ICC to introduce stop clock to regulate pace of play
ICC to introduce stop clock to regulate pace of play

In a radical step to regulate the pace of play, the ICC has said it will experiment with having a stop clock between overs. A penalty of five runs will be imposed on the bowling side if they fail three times in an innings to start the new over within a minute.

The move, which was approved by the chief executives committee, will be restricted to men’s ODIs and T20Is, and will be tested on a “trial basis” for six months between this December and April 2024. The first instance where this will be used will be in the upcoming three-match ODI series between West Indies and England, which begins on December 3.

“The clock will be used to regulate the amount of time taken between overs,” the ICC said in a media release on Tuesday. “If the bowling team is not ready to bowl the next over within 60 seconds of the previous over being completed, a five-run penalty will be imposed the third time it happens in an innings.”

In 2022, the ICC had introduced an in-match penalty in ODIs and T20Is – in both men’s and women’s cricket – to combat slow over rates. Currently, as per the playing conditions, the sanction for both formats is: if the fielding team fails to start the final over by the stipulated time, they are docked one fielder from outside the 30-yard circle.

The third umpire, through a timer, regulates the time while accounting for any stoppages, before relaying it to the on-field match officials. The rule was introduced in T20Is in January and in ODIs during the World Cup Qualifiers in June-July earlier this year. That sanction is in addition to monetary fines teams have to pay for slow over rates under the ICC’s playing conditions.

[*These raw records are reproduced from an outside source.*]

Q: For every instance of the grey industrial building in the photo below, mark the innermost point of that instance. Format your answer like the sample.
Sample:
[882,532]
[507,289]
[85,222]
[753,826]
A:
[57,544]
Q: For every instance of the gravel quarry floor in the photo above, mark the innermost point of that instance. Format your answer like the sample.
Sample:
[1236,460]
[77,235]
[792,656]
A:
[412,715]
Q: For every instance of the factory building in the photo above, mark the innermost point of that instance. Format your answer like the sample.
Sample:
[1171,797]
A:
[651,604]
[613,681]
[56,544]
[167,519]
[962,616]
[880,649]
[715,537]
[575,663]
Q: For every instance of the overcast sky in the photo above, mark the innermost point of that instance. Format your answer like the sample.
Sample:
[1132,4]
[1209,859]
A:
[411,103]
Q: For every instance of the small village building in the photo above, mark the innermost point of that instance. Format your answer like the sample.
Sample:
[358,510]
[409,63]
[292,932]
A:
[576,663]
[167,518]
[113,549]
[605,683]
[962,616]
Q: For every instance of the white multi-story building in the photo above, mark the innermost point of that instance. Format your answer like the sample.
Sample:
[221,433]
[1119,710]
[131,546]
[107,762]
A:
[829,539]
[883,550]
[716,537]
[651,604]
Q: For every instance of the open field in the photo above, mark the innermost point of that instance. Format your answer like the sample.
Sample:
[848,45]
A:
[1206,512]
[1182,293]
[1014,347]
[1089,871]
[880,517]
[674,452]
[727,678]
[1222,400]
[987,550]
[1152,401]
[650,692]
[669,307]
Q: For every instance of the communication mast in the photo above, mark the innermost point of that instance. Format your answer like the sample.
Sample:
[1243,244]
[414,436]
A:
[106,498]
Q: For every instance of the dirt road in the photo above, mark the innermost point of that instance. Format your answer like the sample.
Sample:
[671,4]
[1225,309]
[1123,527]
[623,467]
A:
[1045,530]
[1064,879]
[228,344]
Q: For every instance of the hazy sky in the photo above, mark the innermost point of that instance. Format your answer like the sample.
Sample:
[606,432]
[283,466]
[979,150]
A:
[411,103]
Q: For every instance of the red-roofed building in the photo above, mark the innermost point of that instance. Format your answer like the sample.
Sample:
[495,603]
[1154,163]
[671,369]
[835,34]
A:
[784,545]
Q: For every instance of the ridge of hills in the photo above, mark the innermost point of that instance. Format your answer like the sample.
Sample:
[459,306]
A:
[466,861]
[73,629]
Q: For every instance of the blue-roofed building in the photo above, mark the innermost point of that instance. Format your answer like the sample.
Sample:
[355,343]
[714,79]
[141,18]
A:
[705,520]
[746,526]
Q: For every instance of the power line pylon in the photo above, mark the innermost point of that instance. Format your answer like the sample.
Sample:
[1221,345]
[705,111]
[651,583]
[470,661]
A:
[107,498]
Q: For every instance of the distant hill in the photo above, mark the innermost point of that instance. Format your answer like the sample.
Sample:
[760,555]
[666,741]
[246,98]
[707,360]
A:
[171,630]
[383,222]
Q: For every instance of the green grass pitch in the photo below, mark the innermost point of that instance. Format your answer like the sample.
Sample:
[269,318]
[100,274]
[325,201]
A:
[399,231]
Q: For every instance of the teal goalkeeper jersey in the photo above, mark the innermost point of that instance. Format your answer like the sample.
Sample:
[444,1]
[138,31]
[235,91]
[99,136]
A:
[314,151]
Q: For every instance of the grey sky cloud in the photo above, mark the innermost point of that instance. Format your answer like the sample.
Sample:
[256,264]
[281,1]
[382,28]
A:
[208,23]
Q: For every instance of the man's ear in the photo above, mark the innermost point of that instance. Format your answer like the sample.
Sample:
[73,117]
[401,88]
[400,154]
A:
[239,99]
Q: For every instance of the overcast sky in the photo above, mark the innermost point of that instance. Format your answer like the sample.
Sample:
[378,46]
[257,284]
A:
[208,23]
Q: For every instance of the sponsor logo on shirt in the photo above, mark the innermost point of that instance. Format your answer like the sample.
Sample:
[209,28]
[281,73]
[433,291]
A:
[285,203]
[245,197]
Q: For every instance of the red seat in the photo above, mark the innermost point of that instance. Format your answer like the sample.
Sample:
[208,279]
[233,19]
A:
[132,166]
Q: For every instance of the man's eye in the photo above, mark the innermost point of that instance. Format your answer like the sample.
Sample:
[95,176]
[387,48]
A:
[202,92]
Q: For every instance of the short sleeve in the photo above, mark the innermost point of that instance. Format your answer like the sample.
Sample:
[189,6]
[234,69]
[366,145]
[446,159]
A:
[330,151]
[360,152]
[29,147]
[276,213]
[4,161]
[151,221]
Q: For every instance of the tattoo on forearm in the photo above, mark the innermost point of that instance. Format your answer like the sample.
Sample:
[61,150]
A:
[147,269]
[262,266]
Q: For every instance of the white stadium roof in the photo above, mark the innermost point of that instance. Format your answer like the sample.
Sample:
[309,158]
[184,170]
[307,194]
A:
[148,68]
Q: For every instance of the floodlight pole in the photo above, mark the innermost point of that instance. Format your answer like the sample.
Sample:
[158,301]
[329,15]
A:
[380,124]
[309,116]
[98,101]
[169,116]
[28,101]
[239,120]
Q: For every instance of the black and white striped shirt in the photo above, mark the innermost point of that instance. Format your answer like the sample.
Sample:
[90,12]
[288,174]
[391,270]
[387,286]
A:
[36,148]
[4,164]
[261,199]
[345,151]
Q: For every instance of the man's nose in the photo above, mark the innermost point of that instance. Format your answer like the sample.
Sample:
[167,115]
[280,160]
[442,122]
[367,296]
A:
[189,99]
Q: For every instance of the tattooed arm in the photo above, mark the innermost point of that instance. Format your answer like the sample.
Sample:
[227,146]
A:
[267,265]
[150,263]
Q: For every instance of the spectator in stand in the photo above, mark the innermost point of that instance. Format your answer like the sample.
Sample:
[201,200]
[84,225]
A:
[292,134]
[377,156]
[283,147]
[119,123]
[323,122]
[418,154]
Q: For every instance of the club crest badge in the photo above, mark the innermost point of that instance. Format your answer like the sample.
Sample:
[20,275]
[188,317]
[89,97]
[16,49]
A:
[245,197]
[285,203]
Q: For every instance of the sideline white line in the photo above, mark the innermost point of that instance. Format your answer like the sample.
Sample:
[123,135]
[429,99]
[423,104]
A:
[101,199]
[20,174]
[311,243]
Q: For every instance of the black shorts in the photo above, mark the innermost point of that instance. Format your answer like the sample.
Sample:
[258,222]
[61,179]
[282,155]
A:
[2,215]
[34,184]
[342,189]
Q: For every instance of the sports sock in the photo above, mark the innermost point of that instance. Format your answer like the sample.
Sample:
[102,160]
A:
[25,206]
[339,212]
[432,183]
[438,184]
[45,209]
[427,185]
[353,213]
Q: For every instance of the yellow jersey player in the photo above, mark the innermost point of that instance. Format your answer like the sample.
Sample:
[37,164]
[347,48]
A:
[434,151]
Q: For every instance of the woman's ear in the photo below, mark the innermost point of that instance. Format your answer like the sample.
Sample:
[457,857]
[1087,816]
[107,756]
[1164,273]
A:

Having a stop clock is not an unprecedented move in sport, with tennis using the ‘shot clock’ where a player gets 25 seconds to get ready to serve between points. The ‘shot clock’ was also suggested by the MCC’s World Cricket Committee in 2018 to combat slow over rates in all three formats. The MCC committee, which included former international captains Ricky Ponting, Sourav Ganguly and Kumar Sangakkara, had recommended the ‘shot clock’ would be used during the “dead time” in a game.

The clock, Ponting, at the time, had explained would not be operation during an over. “It is the dead time in the game, so at the end of the over the fielders and the bowlers have to be back in the position and ready to bowl at a certain time. That is a non-negotiable. The same with the new batsman coming to the crease – the bowling team has to be ready when the batsman gets there and he has had certain amount of time.”